Cofio Software Incorporated
- Industry: Computer software
- Founded: 2006; 20 years ago
- Headquarters: San Diego, California, United States
- Key people: Tony Cerqueira, (CEO), Fabrice Helliker (CTO) Patrick Barcus, (Director)
- Products: AIMstor
- Parent: Hitachi Data Systems
- Website: www.cofio.com

= Cofio Software =

American software company

Cofio Software, headquartered in San Diego, California, was a privately held software company founded in 2006 which produced a product called AIMstor. After being acquired in 2012 the product became known as the Hitachi Data Instance Director. and later became Hitachi Ops Center Protector

==History==
The Cofio founders were also founders of BakBone Software, with the majority of the Cofio's engineering team also being the core developers at BakBone.
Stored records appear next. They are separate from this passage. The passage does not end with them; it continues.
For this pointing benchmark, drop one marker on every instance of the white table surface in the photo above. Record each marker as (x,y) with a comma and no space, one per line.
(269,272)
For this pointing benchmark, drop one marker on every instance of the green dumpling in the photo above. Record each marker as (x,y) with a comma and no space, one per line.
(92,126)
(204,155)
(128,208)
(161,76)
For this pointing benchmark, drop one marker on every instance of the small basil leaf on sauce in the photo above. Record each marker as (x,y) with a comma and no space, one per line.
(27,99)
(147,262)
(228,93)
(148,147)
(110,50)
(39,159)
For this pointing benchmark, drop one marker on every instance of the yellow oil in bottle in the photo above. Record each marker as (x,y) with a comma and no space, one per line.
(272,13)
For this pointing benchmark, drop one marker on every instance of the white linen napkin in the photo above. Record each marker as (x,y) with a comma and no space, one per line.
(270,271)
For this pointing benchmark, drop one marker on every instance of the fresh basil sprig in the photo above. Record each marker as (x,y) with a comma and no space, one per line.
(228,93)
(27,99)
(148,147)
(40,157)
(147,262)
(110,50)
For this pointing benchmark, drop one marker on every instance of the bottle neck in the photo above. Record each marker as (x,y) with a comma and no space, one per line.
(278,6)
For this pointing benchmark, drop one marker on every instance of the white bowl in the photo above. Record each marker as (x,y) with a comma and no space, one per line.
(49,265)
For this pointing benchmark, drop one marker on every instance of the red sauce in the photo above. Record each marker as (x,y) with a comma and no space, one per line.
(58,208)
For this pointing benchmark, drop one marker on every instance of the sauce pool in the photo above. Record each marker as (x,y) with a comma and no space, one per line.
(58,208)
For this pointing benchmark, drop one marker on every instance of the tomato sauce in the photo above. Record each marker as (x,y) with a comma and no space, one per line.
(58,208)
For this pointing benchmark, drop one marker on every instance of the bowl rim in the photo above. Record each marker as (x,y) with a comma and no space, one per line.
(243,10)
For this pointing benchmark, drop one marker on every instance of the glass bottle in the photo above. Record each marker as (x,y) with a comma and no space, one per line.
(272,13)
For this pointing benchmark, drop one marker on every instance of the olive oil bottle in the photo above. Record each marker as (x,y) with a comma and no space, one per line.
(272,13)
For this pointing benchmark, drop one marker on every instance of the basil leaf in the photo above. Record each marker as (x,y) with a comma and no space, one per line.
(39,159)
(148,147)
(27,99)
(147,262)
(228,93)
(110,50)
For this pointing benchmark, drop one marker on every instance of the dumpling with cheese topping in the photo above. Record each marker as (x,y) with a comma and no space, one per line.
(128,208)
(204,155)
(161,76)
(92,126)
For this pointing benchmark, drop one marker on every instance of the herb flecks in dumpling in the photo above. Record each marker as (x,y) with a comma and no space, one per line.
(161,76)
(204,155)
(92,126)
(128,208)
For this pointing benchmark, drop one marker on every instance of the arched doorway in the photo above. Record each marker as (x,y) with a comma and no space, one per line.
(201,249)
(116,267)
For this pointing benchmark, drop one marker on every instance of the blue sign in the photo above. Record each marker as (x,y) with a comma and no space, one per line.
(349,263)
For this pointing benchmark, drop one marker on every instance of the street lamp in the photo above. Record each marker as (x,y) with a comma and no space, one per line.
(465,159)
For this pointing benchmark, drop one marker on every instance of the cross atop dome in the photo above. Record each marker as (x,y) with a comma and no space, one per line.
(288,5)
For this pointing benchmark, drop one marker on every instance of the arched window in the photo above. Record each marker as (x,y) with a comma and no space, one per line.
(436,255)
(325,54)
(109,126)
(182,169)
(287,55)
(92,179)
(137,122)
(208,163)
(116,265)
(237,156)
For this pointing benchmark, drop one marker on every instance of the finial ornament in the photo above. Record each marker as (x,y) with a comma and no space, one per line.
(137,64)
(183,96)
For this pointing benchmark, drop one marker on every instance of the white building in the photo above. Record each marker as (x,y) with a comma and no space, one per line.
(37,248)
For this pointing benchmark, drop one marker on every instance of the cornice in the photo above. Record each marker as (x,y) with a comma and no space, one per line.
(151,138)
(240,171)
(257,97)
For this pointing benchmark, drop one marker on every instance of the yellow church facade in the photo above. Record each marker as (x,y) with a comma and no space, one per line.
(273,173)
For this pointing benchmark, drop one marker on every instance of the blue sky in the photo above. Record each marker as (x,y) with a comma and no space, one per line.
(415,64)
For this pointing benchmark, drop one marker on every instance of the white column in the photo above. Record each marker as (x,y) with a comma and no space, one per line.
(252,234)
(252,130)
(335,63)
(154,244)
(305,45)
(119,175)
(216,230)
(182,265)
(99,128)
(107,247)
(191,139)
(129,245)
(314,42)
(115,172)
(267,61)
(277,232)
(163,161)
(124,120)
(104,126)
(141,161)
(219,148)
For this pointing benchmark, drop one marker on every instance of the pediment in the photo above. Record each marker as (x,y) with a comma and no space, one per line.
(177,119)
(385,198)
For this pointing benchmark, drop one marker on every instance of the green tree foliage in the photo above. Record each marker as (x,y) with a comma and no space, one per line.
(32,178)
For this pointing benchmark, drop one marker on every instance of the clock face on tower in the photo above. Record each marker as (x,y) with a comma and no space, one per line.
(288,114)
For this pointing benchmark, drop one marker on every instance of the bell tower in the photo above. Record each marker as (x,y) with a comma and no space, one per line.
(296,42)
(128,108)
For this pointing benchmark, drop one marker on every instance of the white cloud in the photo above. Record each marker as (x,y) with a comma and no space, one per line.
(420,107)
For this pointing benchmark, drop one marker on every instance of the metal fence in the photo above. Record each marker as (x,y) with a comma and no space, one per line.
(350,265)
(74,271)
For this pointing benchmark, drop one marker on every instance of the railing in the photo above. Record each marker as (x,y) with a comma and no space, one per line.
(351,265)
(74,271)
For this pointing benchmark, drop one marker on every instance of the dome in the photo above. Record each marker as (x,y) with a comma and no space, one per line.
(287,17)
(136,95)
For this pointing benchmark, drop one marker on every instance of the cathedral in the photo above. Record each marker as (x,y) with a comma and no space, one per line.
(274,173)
They were the team that created the re-designed NetVault Backup 6 product. The engineering team was based in the South of England and worked together since the early 1990s.
The company name Cofio is a Welsh language term meaning "to remember".

The company developed data management storage management software. The product was branded and given the trademark AIMstor in 2008.
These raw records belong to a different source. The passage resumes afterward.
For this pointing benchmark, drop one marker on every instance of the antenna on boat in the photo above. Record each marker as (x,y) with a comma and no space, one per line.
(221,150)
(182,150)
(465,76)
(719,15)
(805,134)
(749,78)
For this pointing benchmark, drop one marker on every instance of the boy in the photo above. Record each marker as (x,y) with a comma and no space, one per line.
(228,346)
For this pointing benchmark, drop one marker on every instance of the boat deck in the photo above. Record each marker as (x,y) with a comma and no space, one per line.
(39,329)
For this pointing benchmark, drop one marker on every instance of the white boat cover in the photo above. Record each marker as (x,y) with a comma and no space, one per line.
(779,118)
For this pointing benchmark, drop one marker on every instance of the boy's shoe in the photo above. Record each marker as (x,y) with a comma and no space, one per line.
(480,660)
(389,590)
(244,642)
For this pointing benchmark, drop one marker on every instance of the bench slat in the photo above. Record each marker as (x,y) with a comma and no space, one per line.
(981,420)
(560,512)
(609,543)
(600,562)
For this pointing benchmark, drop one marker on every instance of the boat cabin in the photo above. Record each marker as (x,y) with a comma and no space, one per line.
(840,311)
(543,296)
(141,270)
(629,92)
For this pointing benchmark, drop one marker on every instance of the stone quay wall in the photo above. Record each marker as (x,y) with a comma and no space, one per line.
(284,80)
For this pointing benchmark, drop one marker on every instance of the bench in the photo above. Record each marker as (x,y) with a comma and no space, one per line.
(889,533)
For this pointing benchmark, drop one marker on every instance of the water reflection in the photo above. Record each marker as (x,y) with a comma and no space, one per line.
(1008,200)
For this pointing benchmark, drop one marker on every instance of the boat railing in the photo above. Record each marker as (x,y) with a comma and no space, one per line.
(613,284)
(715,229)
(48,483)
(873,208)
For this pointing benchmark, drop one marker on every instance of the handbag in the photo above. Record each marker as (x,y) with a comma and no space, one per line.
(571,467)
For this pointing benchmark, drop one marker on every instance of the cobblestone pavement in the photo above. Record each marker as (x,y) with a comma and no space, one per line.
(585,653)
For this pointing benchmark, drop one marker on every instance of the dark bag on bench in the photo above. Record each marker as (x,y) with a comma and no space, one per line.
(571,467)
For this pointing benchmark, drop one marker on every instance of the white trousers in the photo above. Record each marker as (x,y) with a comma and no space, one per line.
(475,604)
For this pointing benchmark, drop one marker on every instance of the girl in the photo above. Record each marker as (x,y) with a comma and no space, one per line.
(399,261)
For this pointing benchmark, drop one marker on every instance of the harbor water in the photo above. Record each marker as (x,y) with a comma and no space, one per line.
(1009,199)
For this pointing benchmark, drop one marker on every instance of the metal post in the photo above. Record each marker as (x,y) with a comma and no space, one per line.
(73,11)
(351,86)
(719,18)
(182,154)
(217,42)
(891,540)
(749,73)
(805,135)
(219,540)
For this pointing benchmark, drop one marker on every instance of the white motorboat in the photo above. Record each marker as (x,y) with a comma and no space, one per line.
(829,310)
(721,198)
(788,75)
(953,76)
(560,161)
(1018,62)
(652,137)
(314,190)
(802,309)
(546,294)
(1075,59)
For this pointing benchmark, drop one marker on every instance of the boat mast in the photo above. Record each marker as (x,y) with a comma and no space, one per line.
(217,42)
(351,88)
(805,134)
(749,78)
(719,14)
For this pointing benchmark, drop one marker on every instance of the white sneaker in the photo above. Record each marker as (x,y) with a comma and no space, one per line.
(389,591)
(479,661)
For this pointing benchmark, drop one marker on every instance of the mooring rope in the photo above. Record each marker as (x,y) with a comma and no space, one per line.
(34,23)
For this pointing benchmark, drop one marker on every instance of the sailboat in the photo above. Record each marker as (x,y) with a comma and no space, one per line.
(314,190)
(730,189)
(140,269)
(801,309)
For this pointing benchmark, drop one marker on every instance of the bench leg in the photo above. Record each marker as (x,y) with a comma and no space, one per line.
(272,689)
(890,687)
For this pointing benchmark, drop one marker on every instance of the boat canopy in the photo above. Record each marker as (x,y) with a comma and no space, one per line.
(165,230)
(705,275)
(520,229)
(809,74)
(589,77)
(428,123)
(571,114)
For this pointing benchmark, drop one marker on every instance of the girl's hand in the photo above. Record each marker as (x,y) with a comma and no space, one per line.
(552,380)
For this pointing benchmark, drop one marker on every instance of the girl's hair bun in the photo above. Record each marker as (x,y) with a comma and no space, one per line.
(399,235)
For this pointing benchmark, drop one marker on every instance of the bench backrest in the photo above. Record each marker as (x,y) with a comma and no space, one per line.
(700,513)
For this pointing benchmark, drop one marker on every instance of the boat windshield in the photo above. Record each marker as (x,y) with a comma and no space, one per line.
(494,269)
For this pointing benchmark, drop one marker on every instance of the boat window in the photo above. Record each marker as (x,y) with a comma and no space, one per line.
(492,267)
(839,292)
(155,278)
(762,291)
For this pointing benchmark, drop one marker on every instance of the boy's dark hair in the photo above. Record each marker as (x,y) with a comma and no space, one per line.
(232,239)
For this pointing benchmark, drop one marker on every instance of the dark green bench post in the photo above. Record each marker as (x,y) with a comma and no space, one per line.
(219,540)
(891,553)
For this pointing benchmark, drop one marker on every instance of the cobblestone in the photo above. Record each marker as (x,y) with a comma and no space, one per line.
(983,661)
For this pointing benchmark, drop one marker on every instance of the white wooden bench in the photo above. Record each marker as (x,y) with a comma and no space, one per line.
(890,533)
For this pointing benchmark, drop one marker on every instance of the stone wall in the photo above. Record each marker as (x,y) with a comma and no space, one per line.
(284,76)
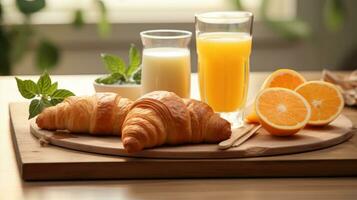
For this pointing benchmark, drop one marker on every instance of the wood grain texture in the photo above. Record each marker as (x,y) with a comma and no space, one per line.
(68,164)
(262,144)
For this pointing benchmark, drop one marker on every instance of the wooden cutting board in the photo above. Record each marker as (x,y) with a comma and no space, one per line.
(262,144)
(58,163)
Cofio was acquired by Hitachi Data Systems (HDS) on September 21, 2012, and the AIMstor product was released as Hitachi Data Instance Director (HDID). HDID orchestrates data protection technologies on HDS storage arrays. HDID workflow and policy management capabilities are being utilized for end-to-end data management.

== Products ==

=== AIMstor ===
The concept of AIMstor was the prevailing reason Cofio Software was founded. The intention of the product was to provide data management functions such as backup, archiving, real-time replication, full recovery and continuous data protection (True-CDP) under one platform. Rather than having many different products that are later integrated in a complex fashion, AIMstor was a workflow manager for other data protection and data management products.
At the core of Cofio's attempt at providing consolidated features was a user interface that allows data policies and data movement to be defined graphically allowing complex topologies to be created quickly, and to help administrators see the workflow of the policy and the data.

Another cited major component of AIMstor was the Repository. This aimed to provide a storage platform that could ingest live data to provide backup, continuous data protection and data archiving. It performed data deduplication as well as possessing an indexing engine allowing for fast search of the repository content.

Although AIMstor was a single product it was marketed as separate products such as AIMstor Backup, AIMstor Replication, AIMstor CDP, etc.

AIMstor supported Microsoft Windows and Linux.

=== ViStor ===
ViStor is a software implementation of a virtual tape library (VTL). It was released in 2007 to OEMs in Asia specifically who create VTL appliances using the ViStor software. The software runs on a version of Linux and supports the iSCSI protocol as well as Emulex Fibre Channel host bus adapters. The product was no longer supported after the HDS acquisition.